Brian Kumm-Schaley, Recreation Management & Therapeutic Recreation, presented "Music, Joy, Resistance" at Leisure Studies Association 2023 Conference on July 12 in Bournemouth University, United Kingdom. In his invited presentation, he was a panelist in the session dedicated to the academic study of emotions and leisure. By examining contemporary and historical movements within music, the theoretical conceptualization of affect as impersonal intensities was leveraged to demonstrate a public, collective sociality of feeling. From this point of departure, conventional frameworks of emotion were reconsidered to emphasize the ontological, bodily, and corporeal dimensions of shared, collective feeling. Finally, discussion was opened to questions related to the augmentation of various capacities as a joyful resistance to the oppressive weight of our contemporary moment within musical and leisured contexts.

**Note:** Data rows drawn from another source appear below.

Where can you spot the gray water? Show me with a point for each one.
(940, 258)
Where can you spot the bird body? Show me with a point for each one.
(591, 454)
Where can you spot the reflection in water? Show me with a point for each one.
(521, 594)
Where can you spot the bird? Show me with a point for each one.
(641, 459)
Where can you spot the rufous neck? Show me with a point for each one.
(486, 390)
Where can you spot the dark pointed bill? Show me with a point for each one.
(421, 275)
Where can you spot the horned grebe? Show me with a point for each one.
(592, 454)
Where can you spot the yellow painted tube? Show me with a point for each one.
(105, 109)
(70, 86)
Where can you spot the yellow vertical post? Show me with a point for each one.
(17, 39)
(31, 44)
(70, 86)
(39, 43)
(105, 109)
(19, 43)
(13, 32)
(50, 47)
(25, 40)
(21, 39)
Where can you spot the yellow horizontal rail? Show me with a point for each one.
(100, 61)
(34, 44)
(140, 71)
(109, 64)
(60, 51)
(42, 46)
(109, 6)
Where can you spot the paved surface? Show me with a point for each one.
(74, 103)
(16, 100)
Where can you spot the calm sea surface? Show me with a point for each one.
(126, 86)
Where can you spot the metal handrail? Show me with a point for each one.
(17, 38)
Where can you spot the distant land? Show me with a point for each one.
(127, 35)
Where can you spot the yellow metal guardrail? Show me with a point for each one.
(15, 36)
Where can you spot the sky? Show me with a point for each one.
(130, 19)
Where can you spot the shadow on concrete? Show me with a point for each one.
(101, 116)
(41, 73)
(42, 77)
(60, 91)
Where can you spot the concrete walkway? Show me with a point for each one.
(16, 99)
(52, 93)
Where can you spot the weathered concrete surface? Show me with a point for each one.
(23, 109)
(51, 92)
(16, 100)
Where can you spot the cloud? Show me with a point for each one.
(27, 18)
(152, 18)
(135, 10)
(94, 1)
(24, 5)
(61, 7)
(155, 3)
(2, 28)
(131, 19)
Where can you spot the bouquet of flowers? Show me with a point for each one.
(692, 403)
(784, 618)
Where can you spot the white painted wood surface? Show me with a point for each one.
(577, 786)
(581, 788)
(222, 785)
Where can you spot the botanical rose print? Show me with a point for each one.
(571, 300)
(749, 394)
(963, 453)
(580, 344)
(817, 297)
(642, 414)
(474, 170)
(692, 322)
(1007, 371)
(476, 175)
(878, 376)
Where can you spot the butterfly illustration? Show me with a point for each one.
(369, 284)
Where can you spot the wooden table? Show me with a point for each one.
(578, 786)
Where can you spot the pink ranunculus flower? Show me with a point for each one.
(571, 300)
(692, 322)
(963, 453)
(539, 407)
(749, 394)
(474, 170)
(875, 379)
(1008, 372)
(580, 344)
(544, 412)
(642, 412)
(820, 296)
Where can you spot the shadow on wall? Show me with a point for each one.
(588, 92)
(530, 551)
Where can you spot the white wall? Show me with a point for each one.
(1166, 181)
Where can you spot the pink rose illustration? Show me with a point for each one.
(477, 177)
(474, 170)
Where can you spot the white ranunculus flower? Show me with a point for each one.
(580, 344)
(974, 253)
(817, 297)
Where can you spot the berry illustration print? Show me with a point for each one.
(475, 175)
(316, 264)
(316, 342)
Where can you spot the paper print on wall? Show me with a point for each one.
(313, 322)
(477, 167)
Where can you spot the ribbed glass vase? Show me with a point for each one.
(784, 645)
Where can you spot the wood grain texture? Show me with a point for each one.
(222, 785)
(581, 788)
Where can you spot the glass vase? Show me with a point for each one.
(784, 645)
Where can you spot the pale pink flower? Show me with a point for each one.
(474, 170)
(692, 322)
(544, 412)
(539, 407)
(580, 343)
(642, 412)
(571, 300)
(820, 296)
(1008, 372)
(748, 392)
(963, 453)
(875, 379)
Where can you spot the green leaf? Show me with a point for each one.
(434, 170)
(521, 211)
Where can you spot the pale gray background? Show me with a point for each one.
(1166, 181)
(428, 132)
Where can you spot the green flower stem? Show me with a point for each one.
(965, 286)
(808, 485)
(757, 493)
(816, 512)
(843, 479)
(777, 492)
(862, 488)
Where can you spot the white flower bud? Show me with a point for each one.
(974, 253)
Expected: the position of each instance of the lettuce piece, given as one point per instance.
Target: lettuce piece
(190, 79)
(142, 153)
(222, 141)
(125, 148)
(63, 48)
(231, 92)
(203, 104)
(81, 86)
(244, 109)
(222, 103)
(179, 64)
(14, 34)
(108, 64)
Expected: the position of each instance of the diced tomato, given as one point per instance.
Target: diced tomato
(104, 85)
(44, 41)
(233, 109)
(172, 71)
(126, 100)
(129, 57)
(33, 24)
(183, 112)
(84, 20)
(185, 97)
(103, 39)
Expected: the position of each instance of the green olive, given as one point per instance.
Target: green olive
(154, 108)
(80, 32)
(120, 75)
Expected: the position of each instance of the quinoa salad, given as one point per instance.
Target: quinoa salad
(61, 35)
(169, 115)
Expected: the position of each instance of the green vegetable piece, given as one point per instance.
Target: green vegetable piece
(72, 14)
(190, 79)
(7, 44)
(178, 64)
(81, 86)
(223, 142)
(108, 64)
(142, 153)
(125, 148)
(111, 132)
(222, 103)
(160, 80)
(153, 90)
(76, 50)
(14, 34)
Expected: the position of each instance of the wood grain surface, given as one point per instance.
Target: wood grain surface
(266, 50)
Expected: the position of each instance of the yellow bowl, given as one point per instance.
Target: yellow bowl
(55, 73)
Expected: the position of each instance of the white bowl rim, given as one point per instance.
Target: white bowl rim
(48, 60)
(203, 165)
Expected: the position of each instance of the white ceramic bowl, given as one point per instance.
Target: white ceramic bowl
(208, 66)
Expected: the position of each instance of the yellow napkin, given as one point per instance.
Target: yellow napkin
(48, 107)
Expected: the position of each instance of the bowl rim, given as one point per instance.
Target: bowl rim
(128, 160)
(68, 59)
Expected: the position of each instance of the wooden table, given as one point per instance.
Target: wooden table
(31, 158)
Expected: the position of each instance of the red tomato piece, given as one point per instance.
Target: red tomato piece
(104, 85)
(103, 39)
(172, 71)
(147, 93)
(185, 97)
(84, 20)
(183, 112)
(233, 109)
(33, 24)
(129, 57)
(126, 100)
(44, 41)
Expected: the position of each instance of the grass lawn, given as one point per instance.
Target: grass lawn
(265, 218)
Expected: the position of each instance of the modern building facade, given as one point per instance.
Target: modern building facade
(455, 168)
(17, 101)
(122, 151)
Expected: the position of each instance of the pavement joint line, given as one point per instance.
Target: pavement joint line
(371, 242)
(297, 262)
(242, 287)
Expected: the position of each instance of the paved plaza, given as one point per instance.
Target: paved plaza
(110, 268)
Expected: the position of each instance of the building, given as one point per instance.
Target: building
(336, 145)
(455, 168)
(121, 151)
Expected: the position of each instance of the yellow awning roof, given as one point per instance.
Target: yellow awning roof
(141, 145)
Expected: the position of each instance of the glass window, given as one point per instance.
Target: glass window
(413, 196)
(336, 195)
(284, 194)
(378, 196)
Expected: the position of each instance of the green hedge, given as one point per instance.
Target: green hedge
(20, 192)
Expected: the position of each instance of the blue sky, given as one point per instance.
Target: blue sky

Submitted on: Aug. 30, 2023

 

published

Brian Kumm-Schaley, Recreation Management & Therapeutic Recreation, co-authored the article "Surveillance, Capitalism, Leisure, and Data: Being Watched, Giving, Becoming" in Leisure Sciences published on April 11 by Taylor & Francis. This conceptual paper expands leisure discourse by examining three distinct yet mutually imbricated theorizations of surveillance: 1) panoptic (Bentham and Foucault); 2) post-panoptic (Deleuze); and 3) contemporary surveillance (Galic et al and Zuboff). Our examination following contemporary leisure practices to illustrate each body of theory (e.g., Elf of the Self, Fitbits, smart-home and wearable, haptic technologies). Ultimately, we approach the inescapability of big data and surveillance capitalism within leisure spaces, times, and/or practices as a subsumption of the fleshy body and the problematic emergence of various data-avatars to inspire resistance to dehumanizing datafication.

Submitted on: April 25, 2023

 

published

Brian Kumm-Schaley, Recreation Management & Therapeutic Recreation, co-authored the article "This Machine Kills Fascists: Music, Joy, Resistance" in Leisure Studies published March 22 by Taylor & Francis. Within this article we move amongst the varied relationships between music, feeling and politics. We begin by exploring difference and interrelations between affect and emotion to forward a conception of joy as the intensification of life capacities. We then locate joy in music and draw from various musical artists, poets, and activists to advance a modest programme of joy as a form of micropolitics. Ultimately, the focus of this article is an affective reimagining of leisure with a Deleuzian brush through the political potential of punk. We call for the expansion of life capacities, for the revivification of the soul, for music as joy as an act of resistance.

Submitted on: April 7, 2023

 

presented

Brian Kumm-Schaley and W. Thomas Means, both Recreation Management & Therapeutic Recreation, presented "Mindfulness, Leisure, and Higher Education: Negotiating Pitfalls, Navigating Benefits" at The Academy of Leisure Sciences Annual Conference on Feb. 8 in New Orleans. The goal of the presentation was to elevate awareness of, and open dialogue related to, the pitfalls of cultural misappropriation as it pertains to mindfulness and contemplative practices while also leveraging those concerns to better design courses that actualize the benefits of such practices.